第23話 セカンドステージ突破

 凡と離ればなれになった凜たちも、凡たちとは違うトイレに逃げ込んでいた。個室に4人は入れなかったためベスとトリカの二人と、凜とケイシーの二人に別れて個室に入っている。


 妾、いや私はどうすればいいかわからなくなっていた。


 右手はケイシーさんに掴まれている。絶対にはなさないという意志が伝わってくる。


 私が凡たちの前で見せている女王様のような態度は素ではなく、キャラとしてやっている。


 初めからチルトへ来るために凡を利用してきた。だから、巻き込んだ責任として凡を守らなければいけない。

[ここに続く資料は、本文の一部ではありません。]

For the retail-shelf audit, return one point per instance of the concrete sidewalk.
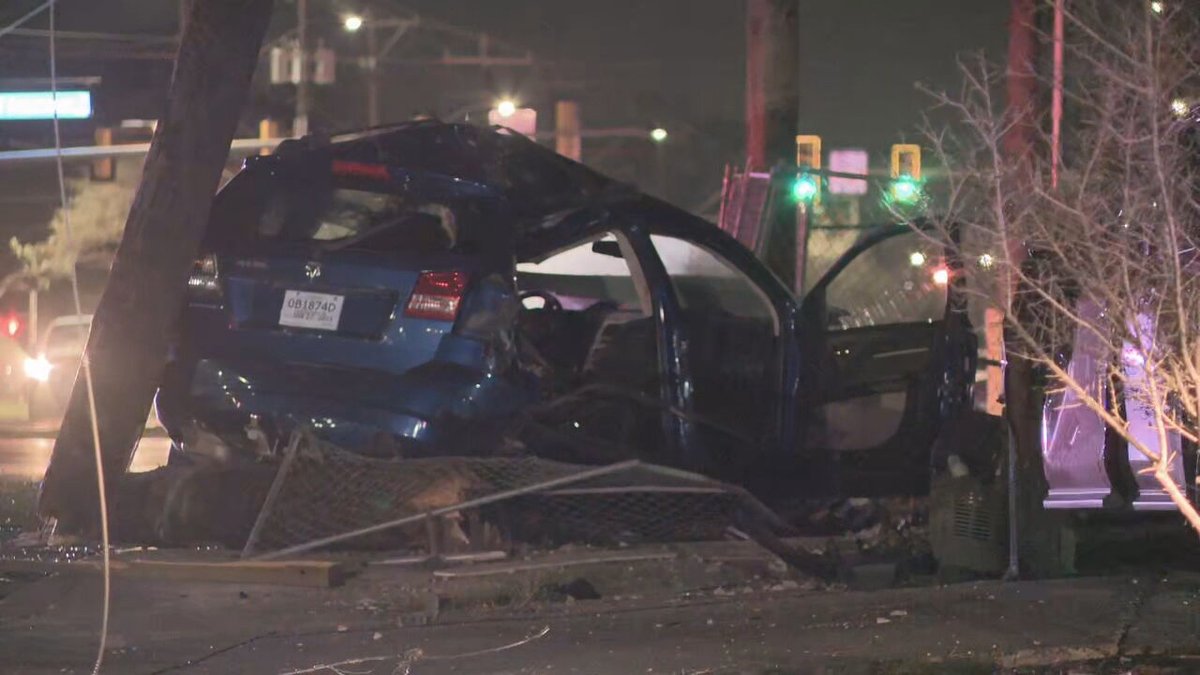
(676, 610)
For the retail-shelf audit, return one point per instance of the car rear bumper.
(426, 411)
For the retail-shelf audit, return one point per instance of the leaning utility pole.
(1036, 536)
(300, 124)
(773, 111)
(144, 294)
(773, 87)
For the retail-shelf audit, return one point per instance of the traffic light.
(808, 156)
(906, 184)
(13, 326)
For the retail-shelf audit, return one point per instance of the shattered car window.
(580, 274)
(899, 280)
(705, 281)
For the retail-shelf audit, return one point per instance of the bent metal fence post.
(324, 496)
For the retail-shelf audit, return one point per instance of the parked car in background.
(408, 292)
(52, 369)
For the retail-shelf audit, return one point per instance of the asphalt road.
(27, 458)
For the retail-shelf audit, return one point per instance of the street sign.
(849, 160)
(42, 105)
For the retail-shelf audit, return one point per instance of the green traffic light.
(804, 189)
(905, 190)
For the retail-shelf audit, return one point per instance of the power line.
(31, 13)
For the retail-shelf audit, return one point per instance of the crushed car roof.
(468, 161)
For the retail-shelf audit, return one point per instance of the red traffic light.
(13, 326)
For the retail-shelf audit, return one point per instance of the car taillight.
(437, 296)
(204, 281)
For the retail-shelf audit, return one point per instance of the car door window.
(731, 330)
(885, 310)
(703, 281)
(899, 280)
(581, 276)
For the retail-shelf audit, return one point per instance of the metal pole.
(372, 72)
(1056, 96)
(300, 124)
(802, 246)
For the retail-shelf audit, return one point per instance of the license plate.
(303, 309)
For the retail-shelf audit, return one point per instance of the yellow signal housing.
(808, 151)
(906, 160)
(808, 155)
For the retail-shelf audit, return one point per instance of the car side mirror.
(607, 248)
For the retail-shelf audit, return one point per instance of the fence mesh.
(324, 496)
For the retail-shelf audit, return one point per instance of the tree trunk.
(127, 345)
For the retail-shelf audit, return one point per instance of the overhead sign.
(43, 105)
(849, 161)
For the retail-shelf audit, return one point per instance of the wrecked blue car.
(426, 288)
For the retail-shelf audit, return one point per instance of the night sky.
(630, 63)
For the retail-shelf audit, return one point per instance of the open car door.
(887, 353)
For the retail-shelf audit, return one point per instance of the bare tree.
(97, 213)
(1101, 256)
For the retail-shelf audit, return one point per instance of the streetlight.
(507, 107)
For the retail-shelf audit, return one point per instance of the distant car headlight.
(39, 369)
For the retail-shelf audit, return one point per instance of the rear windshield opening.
(345, 217)
(264, 208)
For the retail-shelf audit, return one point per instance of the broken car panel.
(413, 291)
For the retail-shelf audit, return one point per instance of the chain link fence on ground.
(327, 497)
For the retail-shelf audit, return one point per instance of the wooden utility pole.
(300, 123)
(127, 345)
(568, 139)
(773, 111)
(372, 71)
(1039, 538)
(773, 87)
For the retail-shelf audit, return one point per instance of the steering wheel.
(550, 302)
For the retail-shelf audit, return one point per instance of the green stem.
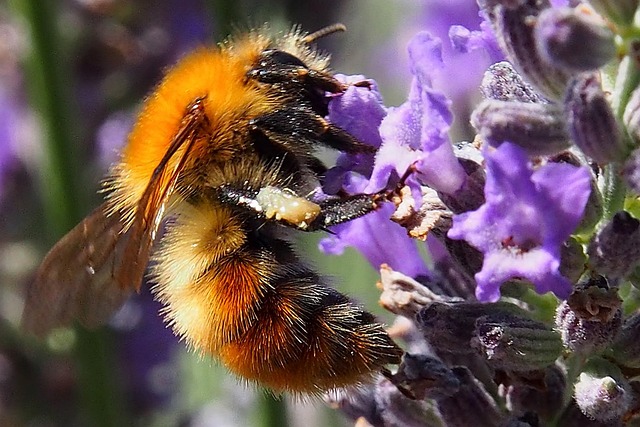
(614, 191)
(225, 14)
(62, 197)
(574, 365)
(273, 411)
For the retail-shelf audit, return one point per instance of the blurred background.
(72, 75)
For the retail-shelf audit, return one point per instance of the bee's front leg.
(286, 207)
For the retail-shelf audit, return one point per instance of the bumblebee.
(222, 157)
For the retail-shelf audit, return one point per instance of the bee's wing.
(73, 281)
(89, 273)
(149, 211)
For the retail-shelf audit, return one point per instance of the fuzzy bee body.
(224, 148)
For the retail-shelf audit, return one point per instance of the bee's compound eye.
(280, 57)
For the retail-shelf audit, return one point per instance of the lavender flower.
(524, 221)
(556, 139)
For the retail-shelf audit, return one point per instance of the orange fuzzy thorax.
(216, 74)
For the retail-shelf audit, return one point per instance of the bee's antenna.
(322, 32)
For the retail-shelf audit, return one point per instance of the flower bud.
(601, 392)
(425, 377)
(591, 122)
(514, 26)
(396, 410)
(453, 279)
(615, 250)
(514, 343)
(619, 11)
(470, 406)
(573, 417)
(450, 326)
(574, 39)
(631, 115)
(572, 260)
(542, 395)
(503, 83)
(538, 128)
(626, 347)
(590, 318)
(593, 209)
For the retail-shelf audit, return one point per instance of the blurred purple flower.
(524, 221)
(147, 349)
(9, 117)
(360, 110)
(465, 40)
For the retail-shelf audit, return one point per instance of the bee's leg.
(306, 126)
(337, 211)
(284, 206)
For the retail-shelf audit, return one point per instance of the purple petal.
(525, 219)
(417, 131)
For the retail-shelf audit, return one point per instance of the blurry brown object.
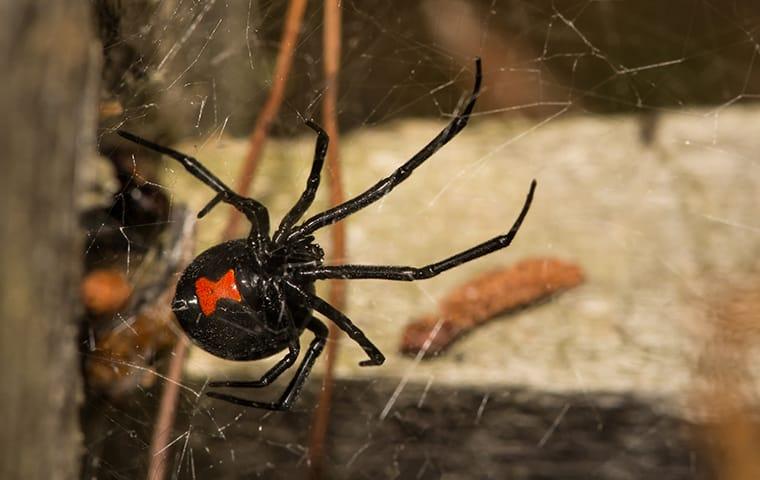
(105, 291)
(726, 395)
(123, 355)
(481, 299)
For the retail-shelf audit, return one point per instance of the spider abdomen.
(232, 311)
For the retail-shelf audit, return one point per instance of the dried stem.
(260, 133)
(332, 47)
(166, 413)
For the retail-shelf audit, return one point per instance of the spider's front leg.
(376, 357)
(270, 376)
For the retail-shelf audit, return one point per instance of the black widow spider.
(253, 297)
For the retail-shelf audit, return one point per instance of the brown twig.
(260, 132)
(257, 139)
(491, 294)
(332, 47)
(166, 412)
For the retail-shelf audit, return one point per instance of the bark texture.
(50, 68)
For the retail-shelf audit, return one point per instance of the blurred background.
(613, 339)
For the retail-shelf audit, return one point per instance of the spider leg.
(384, 186)
(409, 274)
(312, 184)
(376, 357)
(254, 210)
(296, 383)
(270, 376)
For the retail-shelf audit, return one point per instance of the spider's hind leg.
(294, 387)
(270, 376)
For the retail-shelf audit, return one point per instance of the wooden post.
(50, 73)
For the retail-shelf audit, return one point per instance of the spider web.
(636, 118)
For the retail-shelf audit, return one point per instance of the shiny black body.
(274, 275)
(255, 328)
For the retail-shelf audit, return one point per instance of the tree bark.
(50, 70)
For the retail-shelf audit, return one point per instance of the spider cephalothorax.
(251, 298)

 私は生まれたときから特異体質であり、幸運にすることができた。だが、自由自在に使えるわけではない。代償が存在する。それは自分に不幸が降り注ぐこと。


 ちょっとした幸運を他人に与えた場合は、不運の程度も小さい。


 しかし、大量の幸運を他人に与えたときは不運の程度も大きくなる。一定以上の幸運を与えてしまうと、不運を消化しなければそれ以上幸運を付与できなくなる。


 これらの情報はたぶん合っているが、私自身も詳しく自分の能力についてわかっているわけではない。


 そのためゲルマに負け、デスゲームに参加することが決まった瞬間から凡に最大限幸運を分け与えている。そのおかげでケイシーさんに出会えて、協力関係を築くことができた。この時点でかなりの不幸をため込んだ。それほどまでにケイシーさんとの出会いは、このデスゲームで生き残るうえで幸運だった。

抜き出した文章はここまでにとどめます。